# Setting Up Weights and Biases
Install wandb, create an account, and set up API keys for authentication.

In [None]:
# Install the `wandb` library
!pip install wandb

# Import the `wandb` library
import wandb

# Log in to Weights and Biases
# This will prompt the user to enter their API key for authentication
wandb.login()

# Instructions for creating an account and setting up API keys
# (This is a markdown cell in the notebook, not Python code)
"""
### Instructions:
1. If you don't already have a Weights and Biases account, create one at [wandb.ai](https://wandb.ai).
2. After creating an account, navigate to your account settings to find your API key.
3. Run the `wandb.login()` command above and paste your API key when prompted.
4. Once authenticated, you can start using Weights and Biases in your projects.
"""

# Basic Experiment Tracking
Initialize wandb, configure projects, and learn how to track basic runs with different configurations.

In [None]:
# Initialize a new W&B run
wandb.init(
    project="mlops-introduction",  # Set the project name
    name="basic-experiment-tracking",  # Name of the run
    config={  # Define default hyperparameters
        "learning_rate": 0.01,
        "batch_size": 32,
        "epochs": 10
    }
)

# Access the configuration
config = wandb.config

# Simulate a basic training loop and log metrics
import time
import random

for epoch in range(config.epochs):
    # Simulate training and validation loss
    train_loss = random.uniform(0.2, 1.0) / (epoch + 1)
    val_loss = random.uniform(0.2, 1.0) / (epoch + 1.5)

    # Log metrics to W&B
    wandb.log({
        "epoch": epoch + 1,
        "train_loss": train_loss,
        "val_loss": val_loss
    })

    # Simulate time taken for each epoch
    time.sleep(1)

# Finish the W&B run
wandb.finish()

# Logging Metrics and Visualizations
Log training metrics, custom visualizations, images, and tables to track experiment progress.

In [None]:
# Log custom visualizations, images, and tables
import numpy as np
import matplotlib.pyplot as plt
from PIL import Image
import pandas as pd

# Log a custom line plot
epochs = list(range(1, config.epochs + 1))
accuracy = [random.uniform(0.7, 0.9) for _ in epochs]

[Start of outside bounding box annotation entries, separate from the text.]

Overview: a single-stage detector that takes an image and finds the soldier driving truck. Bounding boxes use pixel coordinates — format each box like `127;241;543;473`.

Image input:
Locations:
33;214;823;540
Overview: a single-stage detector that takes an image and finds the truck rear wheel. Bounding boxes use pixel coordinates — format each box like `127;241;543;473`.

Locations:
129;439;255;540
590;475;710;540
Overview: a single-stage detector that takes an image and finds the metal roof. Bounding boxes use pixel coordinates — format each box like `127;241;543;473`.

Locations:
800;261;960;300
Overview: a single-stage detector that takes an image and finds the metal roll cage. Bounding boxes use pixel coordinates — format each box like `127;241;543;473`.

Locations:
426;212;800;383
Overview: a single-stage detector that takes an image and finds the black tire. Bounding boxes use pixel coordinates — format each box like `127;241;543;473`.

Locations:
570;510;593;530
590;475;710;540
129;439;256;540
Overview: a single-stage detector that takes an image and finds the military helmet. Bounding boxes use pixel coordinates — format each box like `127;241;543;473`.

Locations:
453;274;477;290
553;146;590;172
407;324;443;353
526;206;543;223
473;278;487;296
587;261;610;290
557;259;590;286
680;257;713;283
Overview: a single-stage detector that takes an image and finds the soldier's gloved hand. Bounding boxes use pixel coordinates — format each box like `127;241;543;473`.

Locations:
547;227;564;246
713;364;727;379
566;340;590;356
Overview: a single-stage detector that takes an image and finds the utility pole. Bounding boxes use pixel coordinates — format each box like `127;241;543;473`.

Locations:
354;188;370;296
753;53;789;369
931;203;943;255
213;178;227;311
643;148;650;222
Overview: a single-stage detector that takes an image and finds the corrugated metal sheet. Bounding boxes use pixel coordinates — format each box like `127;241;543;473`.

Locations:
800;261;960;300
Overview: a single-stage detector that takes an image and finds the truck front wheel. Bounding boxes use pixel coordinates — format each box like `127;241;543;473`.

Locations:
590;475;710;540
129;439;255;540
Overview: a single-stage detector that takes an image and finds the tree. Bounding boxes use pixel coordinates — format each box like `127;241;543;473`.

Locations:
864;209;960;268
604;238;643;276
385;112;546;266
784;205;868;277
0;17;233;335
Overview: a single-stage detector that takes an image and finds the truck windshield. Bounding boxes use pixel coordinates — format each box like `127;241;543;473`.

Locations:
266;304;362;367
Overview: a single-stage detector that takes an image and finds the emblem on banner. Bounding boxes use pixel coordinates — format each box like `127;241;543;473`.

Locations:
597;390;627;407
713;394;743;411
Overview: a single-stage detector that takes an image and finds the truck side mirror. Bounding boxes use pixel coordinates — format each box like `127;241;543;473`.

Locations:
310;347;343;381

plt.figure(figsize=(8, 6))
plt.plot(epochs, accuracy, marker='o', label="Accuracy")
plt.title("Model Accuracy Over Epochs")
plt.xlabel("Epoch")
plt.ylabel("Accuracy")
plt.legend()
plt.grid(True)

# Save the plot as an image and log it to W&B
plt.savefig("accuracy_plot.png")
wandb.log({"accuracy_plot": wandb.Image("accuracy_plot.png")})
plt.close()

# Log an example image
image_array = np.random.randint(0, 255, (100, 100, 3), dtype=np.uint8)
image = Image.fromarray(image_array)
image.save("example_image.png")
wandb.log({"example_image": wandb.Image("example_image.png")})

# Log a table with sample data
data = {
    "Parameter": ["Learning Rate", "Batch Size", "Epochs"],
    "Value": [config.learning_rate, config.batch_size, config.epochs]
}
df = pd.DataFrame(data)
wandb.log({"experiment_parameters": wandb.Table(dataframe=df)})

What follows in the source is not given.